Europe’s little wine-growing powerhouse
Bulgaria is a Fast-Growing Travel Destination
Bulgaria is a country with thousands of years of history and a cultural heritage that embraces ancient civilizations. Visitors will find much to interest them in the country’s history, culture, ethnography, religion, architecture and the arts. Unique archaeological sites abound throughout the country – ancient settlement mounds from the Neolithic age, Thracian sanctuaries and tombs, remains of Roman cities, Byzantine and Medieval fortresses, architectural reserves, ethnographic complexes, churches and monasteries, Tekkes (mosques), among many others.
Bulgaria is located on the Balkan Peninsula in southeastern Europe. It is bordered by the Black Sea on the east, Turkey and Greece on the south, Macedonia and Serbia on the west, and Romania on the north.
Although a small country today, Bulgaria was once the dominant power in the Balkans. In the Middle Ages it competed with the Byzantine Empire and greatly influenced the cultural life of the region, until conquered by the Ottoman Turks in the late 14th century. The modern nation of Bulgaria was established in 1878. From 1947 until 1989 it was under dictatorial Communist rule.
Bulgaria joined NATO in 2004 and became a full EU member in 2007. Geography—note: strategic location near Turkish Straits; controls key land routes from Europe to Middle East and Asia.
Land and Resources
Bulgaria is divided into four major geographic regions. The most northerly is the plateau of the Danube, which rises from the shore of the Danube River to the foothills of the east. Its climate is continental, with hot summers and cold winters. The Balkan Mountains (or “Old Mountains” to the Bulgarians) are the second region. They are highest in the western part of the country and gradually diminish as they extend across the country to the Black Sea. These mountains serve to block the cold winds blowing from the plains of Russia, and the region to the south, the valley drained by the Maritsa River, enjoys a Mediterranean climate, with mild, rainy winters and warm, dry summers. Finally, south of the Maritsa River valley are the Rhodope Mountains, highest in the Balkan Peninsula, which form the border between Bulgaria and Greece.
Danube River Plains and Thracian Valley are important agricultural regions. The former produces wheat, corn, sugar, beets, and sunflowers. Thracian Valley grows tobacco and contains the famous Valley of Roses, devoted to the production of attar of roses, a vital ingredient in the making of perfume.

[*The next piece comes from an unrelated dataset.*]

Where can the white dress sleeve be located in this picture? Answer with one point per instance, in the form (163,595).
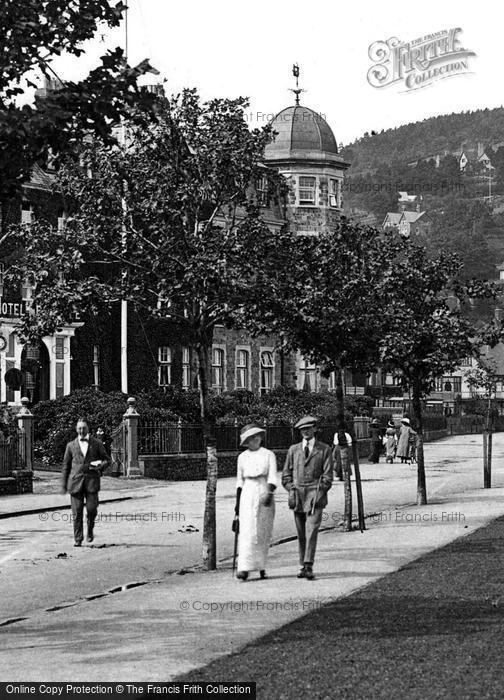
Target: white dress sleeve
(272,468)
(239,472)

The most important natural resources that Bulgaria possesses are the fertility of its land, which is the basis of the country’s agricultural economy, and the beauty of its landscape, which has allowed an important tourist industry to develop, particularly along the Black Sea coast and in the mountains.

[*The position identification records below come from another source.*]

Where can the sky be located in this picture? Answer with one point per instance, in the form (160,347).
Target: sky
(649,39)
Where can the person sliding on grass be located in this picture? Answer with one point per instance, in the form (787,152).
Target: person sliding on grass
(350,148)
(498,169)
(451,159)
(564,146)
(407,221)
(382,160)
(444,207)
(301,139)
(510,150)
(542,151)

About half of Bulgaria’s land area is suitable for agriculture. The country’s chief crops are wheat, corn, other grains, sugar beets, sunflower seeds, roses, fruits and vegetables, and tobacco. Bulgarian fruits and vegetables are exported to many countries in Europe, and much of what is called “Turkish” tobacco actually comes from southern Bulgaria. Bulgarian wines have become popular in many countries in the world.